Marlon Richards

Personal information
- Full name: Marlon Kevin Alexander Richards
- Born: 10 January 1989 (age 37) Linden, Guyana
- Batting: Right-handed
- Bowling: Right-arm medium-fast

Domestic team information
- 2013–present: Trinidad and Tobago

Career statistics
| Competition | First-class | List A |
| Matches | 37 | 9 |
| Runs scored | 640 | 67 |
| Batting average | 12.07 | 16.75 |
| 100s/50s | 0/2 | 0/0 |
| Top score | 60 | 31 |
| Balls bowled | 4515 | 360 |
| Wickets | 84 | 12 |
| Bowling average | 26.59 | 17.83 |
| 5 wickets in innings | 1 | 1 |
| 10 wickets in match | 0 | 0 |
| Best bowling | 5/46 | 5/36 |
| Catches/stumpings | 20/0 | 2/0 |
- Source: CricketArchive, 9 June 2017

= Marlon Richards =

Trinidadian cricketer (born 1989)

Marlon Kevin Alexander Richards (born 10 January 1989) is a Guyanese-born Trinidadian cricketer who plays for the Trinidad and Tobago national team in West Indian domestic cricket. He is a right-handed batsman and right-arm medium-fast bowler.

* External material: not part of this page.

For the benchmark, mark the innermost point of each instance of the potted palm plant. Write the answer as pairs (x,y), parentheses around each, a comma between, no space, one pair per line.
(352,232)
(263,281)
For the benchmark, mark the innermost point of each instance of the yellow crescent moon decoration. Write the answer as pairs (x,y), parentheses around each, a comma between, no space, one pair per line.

Richards was born in Guyana, eventually moving with his family to Trinidad at the age of 12. He made his first-class debut for Trinidad and Tobago during the 2012–13 Regional Four Day Competition, and in the tournament semi-final against Jamaica took a maiden five-wicket haul, 5/46. In the 2014–15 Regional Four Day Competition, Richards took 27 wickets, with only Imran Khan taking more among his teammates.